Historic church gutted by weekend fire trying to regroup

A parish priest from a century-old Toronto church gutted by a weekend fire says his community is trying to regroup by holding services this Sunday in a nearby hall and by continuing to host its community dinner.

Rev. Don Beyers, of St. Anne's Anglican Church, said on Wednesday that services will be held in Parish Hall, a building on its campus, even though there is currently no power. For the community dinner, the church will hand out sandwiches outside to feed people in need, he said, adding that it normally offers a sit-down meal.

Despite the fire, Beyers said the church is committed to working with the Dufferin Grove and Davenport community to serve its congregation.

The church and hall were built so that the heat system in the hall provided heat to the church and the church provided power to the hall, he said.
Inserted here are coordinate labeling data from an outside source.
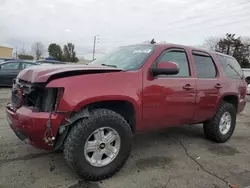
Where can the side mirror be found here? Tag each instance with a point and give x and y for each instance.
(165, 68)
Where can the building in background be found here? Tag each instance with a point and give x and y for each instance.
(6, 52)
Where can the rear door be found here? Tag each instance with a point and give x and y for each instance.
(208, 85)
(169, 100)
(9, 71)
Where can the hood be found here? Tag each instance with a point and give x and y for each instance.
(46, 73)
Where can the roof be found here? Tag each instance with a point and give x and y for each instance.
(18, 60)
(5, 47)
(185, 46)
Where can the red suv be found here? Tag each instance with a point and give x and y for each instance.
(91, 111)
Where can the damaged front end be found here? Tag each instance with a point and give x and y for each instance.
(40, 100)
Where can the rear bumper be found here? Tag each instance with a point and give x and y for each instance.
(30, 126)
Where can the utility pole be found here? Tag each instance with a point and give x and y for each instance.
(96, 39)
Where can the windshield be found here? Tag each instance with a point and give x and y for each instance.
(126, 58)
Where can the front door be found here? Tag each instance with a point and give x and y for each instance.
(169, 100)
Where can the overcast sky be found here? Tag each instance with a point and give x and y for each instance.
(119, 22)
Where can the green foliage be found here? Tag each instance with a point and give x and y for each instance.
(26, 57)
(68, 53)
(238, 47)
(55, 51)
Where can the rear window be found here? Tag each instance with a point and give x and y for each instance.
(230, 66)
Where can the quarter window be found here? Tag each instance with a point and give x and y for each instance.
(230, 66)
(205, 67)
(180, 58)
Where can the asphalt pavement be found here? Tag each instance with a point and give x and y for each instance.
(178, 157)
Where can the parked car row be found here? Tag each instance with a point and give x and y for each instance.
(9, 69)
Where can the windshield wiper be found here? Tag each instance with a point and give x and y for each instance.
(109, 65)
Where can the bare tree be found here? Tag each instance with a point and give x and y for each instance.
(38, 49)
(211, 43)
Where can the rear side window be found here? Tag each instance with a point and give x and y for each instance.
(179, 57)
(230, 66)
(205, 67)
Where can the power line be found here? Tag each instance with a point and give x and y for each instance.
(190, 18)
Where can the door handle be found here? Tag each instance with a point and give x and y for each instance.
(218, 86)
(188, 87)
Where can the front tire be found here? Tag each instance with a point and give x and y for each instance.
(221, 127)
(97, 147)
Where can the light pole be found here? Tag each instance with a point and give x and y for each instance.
(96, 39)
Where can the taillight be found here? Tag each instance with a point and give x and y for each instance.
(59, 96)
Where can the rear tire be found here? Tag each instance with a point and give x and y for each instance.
(221, 127)
(75, 150)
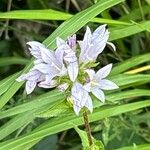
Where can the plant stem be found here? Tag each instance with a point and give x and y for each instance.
(87, 127)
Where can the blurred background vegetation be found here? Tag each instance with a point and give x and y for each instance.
(115, 132)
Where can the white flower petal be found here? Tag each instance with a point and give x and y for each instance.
(21, 78)
(103, 72)
(99, 32)
(89, 104)
(97, 92)
(87, 36)
(30, 86)
(79, 96)
(59, 41)
(48, 56)
(73, 70)
(45, 84)
(72, 42)
(85, 45)
(33, 75)
(35, 48)
(63, 87)
(38, 61)
(112, 45)
(107, 85)
(59, 53)
(44, 68)
(70, 57)
(88, 86)
(76, 108)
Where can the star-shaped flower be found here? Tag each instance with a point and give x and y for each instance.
(97, 82)
(68, 49)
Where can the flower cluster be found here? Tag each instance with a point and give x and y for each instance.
(69, 68)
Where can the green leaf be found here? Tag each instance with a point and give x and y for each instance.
(72, 25)
(15, 123)
(67, 28)
(60, 124)
(136, 147)
(129, 30)
(7, 82)
(129, 63)
(83, 137)
(38, 102)
(136, 13)
(50, 14)
(5, 61)
(58, 109)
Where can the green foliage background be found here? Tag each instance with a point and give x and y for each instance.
(42, 120)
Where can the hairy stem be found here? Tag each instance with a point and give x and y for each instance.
(87, 127)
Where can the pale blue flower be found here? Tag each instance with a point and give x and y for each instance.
(47, 65)
(97, 82)
(93, 44)
(69, 55)
(80, 98)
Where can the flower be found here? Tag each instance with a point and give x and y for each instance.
(47, 65)
(68, 49)
(97, 82)
(60, 68)
(80, 98)
(93, 44)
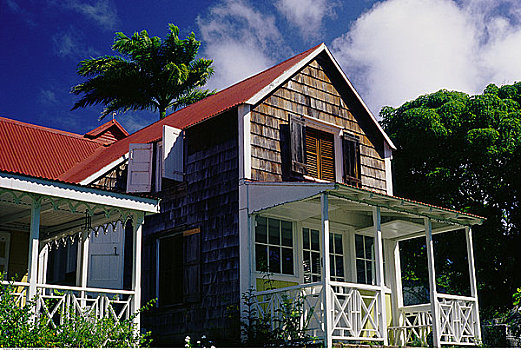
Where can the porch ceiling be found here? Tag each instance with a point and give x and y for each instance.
(352, 207)
(62, 215)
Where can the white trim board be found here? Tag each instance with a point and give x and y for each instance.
(74, 192)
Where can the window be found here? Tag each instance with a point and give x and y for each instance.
(351, 149)
(274, 246)
(170, 270)
(320, 154)
(365, 259)
(318, 150)
(311, 256)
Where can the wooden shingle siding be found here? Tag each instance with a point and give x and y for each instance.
(309, 93)
(208, 199)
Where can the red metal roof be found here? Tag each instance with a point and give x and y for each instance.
(41, 152)
(195, 113)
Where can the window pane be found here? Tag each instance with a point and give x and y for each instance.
(339, 264)
(369, 247)
(305, 238)
(261, 230)
(287, 261)
(287, 234)
(360, 272)
(315, 240)
(274, 256)
(338, 244)
(359, 246)
(370, 272)
(274, 231)
(315, 263)
(261, 257)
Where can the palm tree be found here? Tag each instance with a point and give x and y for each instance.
(150, 74)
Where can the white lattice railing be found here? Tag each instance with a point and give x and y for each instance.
(415, 327)
(458, 320)
(355, 310)
(59, 303)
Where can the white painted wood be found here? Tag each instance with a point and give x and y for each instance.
(34, 236)
(436, 327)
(106, 258)
(159, 166)
(173, 151)
(473, 282)
(43, 259)
(325, 270)
(5, 242)
(388, 156)
(74, 192)
(379, 264)
(139, 172)
(136, 264)
(244, 122)
(93, 177)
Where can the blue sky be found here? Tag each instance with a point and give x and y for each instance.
(392, 50)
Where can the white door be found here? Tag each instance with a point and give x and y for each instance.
(106, 254)
(5, 240)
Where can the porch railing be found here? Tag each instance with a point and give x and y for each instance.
(458, 320)
(59, 303)
(355, 310)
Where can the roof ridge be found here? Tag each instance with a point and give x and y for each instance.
(45, 128)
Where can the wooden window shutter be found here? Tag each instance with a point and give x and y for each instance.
(351, 150)
(297, 136)
(191, 266)
(139, 177)
(320, 154)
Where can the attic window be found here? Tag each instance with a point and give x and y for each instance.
(320, 154)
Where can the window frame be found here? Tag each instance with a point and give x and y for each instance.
(337, 131)
(295, 244)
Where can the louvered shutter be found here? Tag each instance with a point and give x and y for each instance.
(192, 267)
(297, 137)
(351, 153)
(139, 177)
(172, 153)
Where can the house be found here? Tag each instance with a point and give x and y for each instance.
(52, 232)
(285, 176)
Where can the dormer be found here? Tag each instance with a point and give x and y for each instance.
(107, 133)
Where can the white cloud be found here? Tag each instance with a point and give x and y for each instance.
(403, 48)
(241, 40)
(71, 44)
(306, 15)
(101, 12)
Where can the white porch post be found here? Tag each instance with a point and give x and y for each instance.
(82, 265)
(380, 272)
(395, 277)
(325, 271)
(473, 284)
(136, 264)
(436, 327)
(34, 247)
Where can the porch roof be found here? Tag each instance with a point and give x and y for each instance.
(264, 195)
(66, 208)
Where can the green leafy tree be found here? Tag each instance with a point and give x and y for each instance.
(150, 74)
(464, 152)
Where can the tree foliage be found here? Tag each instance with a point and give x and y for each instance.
(464, 152)
(150, 74)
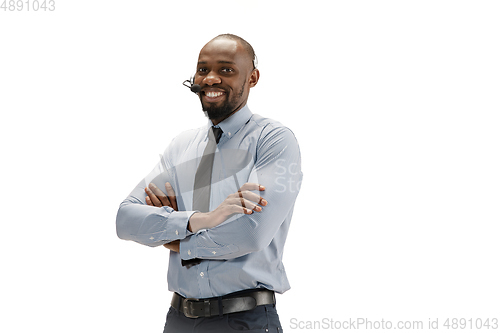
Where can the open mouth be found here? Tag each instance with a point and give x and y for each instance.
(213, 96)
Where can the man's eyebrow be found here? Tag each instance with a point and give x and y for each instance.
(219, 62)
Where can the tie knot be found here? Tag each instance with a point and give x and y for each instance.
(217, 133)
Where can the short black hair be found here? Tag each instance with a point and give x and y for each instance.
(246, 45)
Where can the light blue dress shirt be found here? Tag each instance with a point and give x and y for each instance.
(245, 251)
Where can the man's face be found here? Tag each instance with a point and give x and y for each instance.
(225, 74)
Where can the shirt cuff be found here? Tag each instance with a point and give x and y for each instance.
(177, 224)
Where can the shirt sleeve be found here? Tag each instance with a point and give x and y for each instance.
(278, 168)
(149, 225)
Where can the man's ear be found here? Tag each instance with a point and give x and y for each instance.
(254, 78)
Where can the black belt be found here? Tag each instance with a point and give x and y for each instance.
(236, 302)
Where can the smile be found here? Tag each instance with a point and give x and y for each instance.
(213, 94)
"When the fire took place, that naturally knocked out the power to the hall. Right now, we're working with officials to get power set up for this hall. In the meantime, we'll probably be using generators," he said, adding that a number of local organizations use the building.

As for the investigation into the fire, Beyers said it is continuing and most of the water has been removed from the church, which housed early paintings by three Group of Seven members.

"The immensity of the destruction in there is hard to believe," he said.

A drone image of the aftermath of St Anne's Anglican Church fire. Toronto firefighters are dousing hotspots in this photo. The historic church was destroyed by fire on June 9, 2024.
This drone image shows the aftermath of a weekend fire at St. Anne's Anglican Church. Toronto firefighters are dousing hotspots in this photo. The historic church was destroyed by fire on June 9, 2024. (Patrick Morrell/CBC)

Toronto police have said the fire isn't considered suspicious.

"We continue to interview witnesses and review video from the surrounding area," police said in an email on Wednesday.

Officials haven't yet released a cost estimate for the damage. The blaze destroyed the building's dome and caused heavy damage to the rest of the Byzantine-style church that was built in the early 1900s. No injuries were reported.

On Thursday, Ontario's Office of the Fire Marshal said it remains on the scene investigating the cause, origin and circumstances of the fire, and there is no update to report.

Toronto Fire Services was first alerted to the fire at 7:55 a.m. on Sunday. At its peak, the fire was four-alarm. It was brought under control by 11:50 a.m.

Plans to sell Parish Hall on hold, priest says

Beyers said the church had planned to sell Parish Hall because it is old, it isn't accessible and it's approaching the end of its lifespan. They had hoped to sell to a developer that would build mixed-income housing. But that plan is now on hold as the church figures out how to move forward, he said.

"The hall is becoming a place where we can continue our ministry at this time," Beyers said. "For us, this is going to be an important place in the coming weeks and months and probably years as well. Right now, this just means we have to pivot."

The situation has made clear to the St. Anne's community that the destroyed church was much more than a building.

"It's scary at first, for me and for the congregation, to say: 'We just lost not just a beautiful building, but a place that we could do a lot in.' But what it's revealed is that our work is not just limited to space."

St. Anne's Parish Hall
A view of St. Anne's Anglican Church Parish Hall, where the church will hold services on Sunday following the fire. (CBC)

Annemieke Wade, executive director of Roseneath Theatre, said the group has both office and rehearsal space in the  hall.

"We see a lot of emerging artists and established artists working in our space to create the theatre that you guys see on our stages every year. Without access to a space like a rehearsal hall, the community is again at risk of not being able to produce in an affordable manner," Wade said.

"We do hope to get the space back for the coming months."

Online fundraiser aims to raise $1M

Meanwhile, a member of the choir at St. Anne's has started an online fundraiser for the church that aims to raise $1 million in donations.

Isabella Favaro said in the fundraising appeal that all donations will go to St. Anne's to help rebuild the church, replace choir instruments and music lost in the blaze and help arrange interim facilities for services.